Kay no le mencionó que Terri se había pinchado esa misma mañana. Luego tomó nota de todos los detalles sobre su falta de progresos en la clínica para toxicómanos.

—¿Tenéis paracetamol? —les preguntó a Una y a Alex después de colgar.

Se tomó el analgésico con té tibio, ya sin energías para ir hasta el dispensador de agua del pasillo. El ambiente de la oficina estaba cargado, con el radiador a tope.
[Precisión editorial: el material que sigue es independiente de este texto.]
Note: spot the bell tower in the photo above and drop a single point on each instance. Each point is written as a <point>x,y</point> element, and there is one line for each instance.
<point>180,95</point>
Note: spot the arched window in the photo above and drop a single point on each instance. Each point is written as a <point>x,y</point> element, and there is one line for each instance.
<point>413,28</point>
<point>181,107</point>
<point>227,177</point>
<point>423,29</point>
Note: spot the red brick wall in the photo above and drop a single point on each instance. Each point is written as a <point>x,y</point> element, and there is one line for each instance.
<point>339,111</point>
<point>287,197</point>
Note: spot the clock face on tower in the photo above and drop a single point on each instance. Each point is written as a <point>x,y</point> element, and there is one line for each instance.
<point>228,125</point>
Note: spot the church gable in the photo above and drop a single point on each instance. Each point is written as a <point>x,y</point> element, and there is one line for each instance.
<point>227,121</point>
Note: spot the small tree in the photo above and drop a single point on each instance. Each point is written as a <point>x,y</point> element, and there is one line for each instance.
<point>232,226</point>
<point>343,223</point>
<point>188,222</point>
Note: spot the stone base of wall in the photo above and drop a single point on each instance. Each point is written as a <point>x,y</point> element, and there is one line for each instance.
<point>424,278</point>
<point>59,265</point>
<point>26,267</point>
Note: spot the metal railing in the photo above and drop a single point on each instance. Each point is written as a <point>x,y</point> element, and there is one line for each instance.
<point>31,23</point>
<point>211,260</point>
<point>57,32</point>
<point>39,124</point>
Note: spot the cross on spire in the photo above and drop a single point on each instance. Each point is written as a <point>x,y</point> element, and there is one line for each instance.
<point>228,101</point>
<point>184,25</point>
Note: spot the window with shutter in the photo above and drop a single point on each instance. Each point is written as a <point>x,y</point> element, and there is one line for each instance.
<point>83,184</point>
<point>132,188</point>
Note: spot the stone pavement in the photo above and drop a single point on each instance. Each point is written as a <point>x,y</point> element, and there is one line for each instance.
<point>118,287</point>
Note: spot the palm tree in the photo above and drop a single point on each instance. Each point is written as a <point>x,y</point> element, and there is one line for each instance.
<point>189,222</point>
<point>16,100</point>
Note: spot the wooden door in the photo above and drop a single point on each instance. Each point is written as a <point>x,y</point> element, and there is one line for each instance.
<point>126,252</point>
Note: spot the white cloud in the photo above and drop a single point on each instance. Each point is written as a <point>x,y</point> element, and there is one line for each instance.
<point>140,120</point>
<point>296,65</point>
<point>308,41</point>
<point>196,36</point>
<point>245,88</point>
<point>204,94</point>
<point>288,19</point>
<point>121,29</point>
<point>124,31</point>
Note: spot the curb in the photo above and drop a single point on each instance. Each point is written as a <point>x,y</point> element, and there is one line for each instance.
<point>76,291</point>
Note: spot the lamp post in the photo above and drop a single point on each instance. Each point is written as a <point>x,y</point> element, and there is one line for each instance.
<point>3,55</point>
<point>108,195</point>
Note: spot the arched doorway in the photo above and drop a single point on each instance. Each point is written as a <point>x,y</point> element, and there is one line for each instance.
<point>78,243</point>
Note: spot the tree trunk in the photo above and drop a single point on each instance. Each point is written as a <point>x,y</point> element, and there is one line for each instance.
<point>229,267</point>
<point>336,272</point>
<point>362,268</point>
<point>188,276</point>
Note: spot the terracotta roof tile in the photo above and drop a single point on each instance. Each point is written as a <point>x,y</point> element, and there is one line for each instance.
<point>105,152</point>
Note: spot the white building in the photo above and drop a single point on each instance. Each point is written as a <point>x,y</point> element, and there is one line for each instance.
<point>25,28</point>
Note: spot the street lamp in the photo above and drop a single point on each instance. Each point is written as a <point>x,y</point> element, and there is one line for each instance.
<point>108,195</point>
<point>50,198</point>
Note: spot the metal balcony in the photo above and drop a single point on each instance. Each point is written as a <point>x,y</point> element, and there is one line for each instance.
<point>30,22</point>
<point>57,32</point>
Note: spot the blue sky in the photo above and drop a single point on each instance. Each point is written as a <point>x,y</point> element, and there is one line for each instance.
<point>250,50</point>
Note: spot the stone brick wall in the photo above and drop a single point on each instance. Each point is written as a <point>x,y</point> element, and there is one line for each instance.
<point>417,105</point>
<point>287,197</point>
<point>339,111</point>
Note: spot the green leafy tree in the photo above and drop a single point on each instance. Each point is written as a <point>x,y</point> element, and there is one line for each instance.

Al languidecer el día al otro lado de la ventana, la luz fluorescente que incidía en su escritorio cobró intensidad y volvió sus papeles de un reluciente blanco amarillento; un hervidero de palabras negras como hormigas marchaban en filas interminables.

—Ya veréis cómo cierran la Bellchapel —comentó Una, que trabajaba en su PC dándole la espalda a Kay—. Tienen que hacer recortes. El municipio financia una de las trabajadoras sociales para toxicómanos. El propietario del edificio es el Concejo Parroquial de Pagford. He oído que planean remodelarlo para alquilárselo a alguien que pague mejor. Hace años que se la tienen jurada a esa clínica.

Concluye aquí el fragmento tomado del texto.